The law states, “The safety and security of the Commonwealth cannot be achieved apart from reliance upon Almighty God as set forth in the public speeches and proclamations of American Presidents, including Abraham Lincoln’s historic March 30, 1863, presidential proclamation urging Americans to pray and fast during one of the most dangerous hours in American history, and the text of President John F. Kennedy’s November 22, 1963, national security speech which concluded: “For as was written long ago: ‘Except the Lord keep the city, the watchman waketh but in vain.'”

The law requires that plaques celebrating the power of the Almighty God be installed outside the state Homeland Security building-and carries a criminal penalty of up to 12 months in jail if one fails to comply. The plaque’s inscription begins with the assertion, “The safety and security of the Commonwealth cannot be achieved apart from reliance upon Almighty God.” Tom Riner, a Baptist minister and the long-time Democratic state representative, sponsored the law.

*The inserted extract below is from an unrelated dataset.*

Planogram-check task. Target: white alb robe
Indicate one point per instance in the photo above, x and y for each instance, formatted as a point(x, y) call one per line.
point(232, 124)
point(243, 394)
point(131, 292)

“The church-state divide is not a line I see,” Riner told The New York Times shortly after the law was first challenged in court. “What I do see is an attempt to separate America from its history of perceiving itself as a nation under God.”

A practicing Baptist minister, Riner is solely devoted to his faith-even when that directly conflicts with his job as state representative. He has often been at the center of unconstitutional and expensive controversies throughout his 26 years in office. In the last ten years, for example, the state has spent more than $160,000 in string of losing court cases against the American Civil Liberties Union over the state’s decision to display the Ten Commandments in public buildings, legislation that Riner sponsored.

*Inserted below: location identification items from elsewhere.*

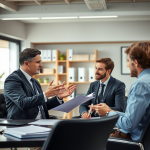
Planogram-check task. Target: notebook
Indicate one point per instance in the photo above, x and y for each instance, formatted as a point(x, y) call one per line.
point(28, 131)
point(12, 123)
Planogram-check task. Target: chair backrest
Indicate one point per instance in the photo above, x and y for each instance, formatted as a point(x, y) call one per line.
point(145, 137)
point(3, 110)
point(80, 134)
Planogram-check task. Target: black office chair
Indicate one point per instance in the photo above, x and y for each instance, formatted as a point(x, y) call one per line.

Although the Kentucky courts have yet to strike down the law, some judges have been explicit about its unconstitutionality.

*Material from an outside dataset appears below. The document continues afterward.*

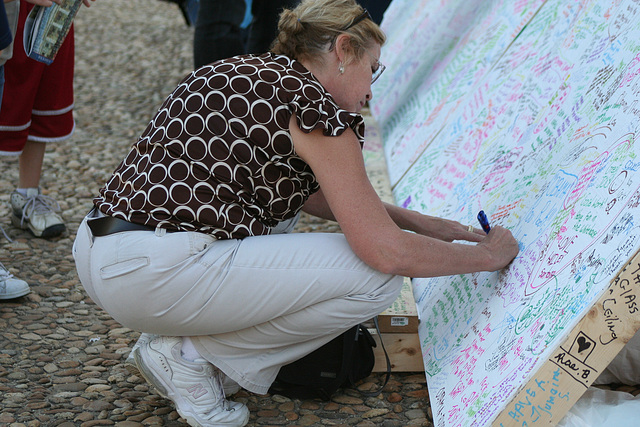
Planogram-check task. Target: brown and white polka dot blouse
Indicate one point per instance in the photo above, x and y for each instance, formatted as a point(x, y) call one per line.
point(218, 156)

“Kentucky’s law is a legislative finding, avowed as factual, that the Commonwealth is not safe absent reliance on Almighty God. Further, (the law) places a duty upon the executive director to publicize the assertion while stressing to the public that dependence upon Almighty God is vital, or necessary, in assuring the safety of the commonwealth,” wrote Judge Ann O’Malley Shake in Court of Appeals’ dissenting opinion.

This rational was in the minority, however, as the Court of Appeals reversed the lower courts’ decision that the law was unconstitutional.

Last week, American Atheists submitted a petition to the U.S. Supreme Court to review the law.

Riner, meanwhile, continues to abuse the state representative’s office, turning it into a pulpit for his God-fearing message.

“The safety and security of the state cannot be achieved apart from recognizing our dependence upon God,” Riner recently told Fox News.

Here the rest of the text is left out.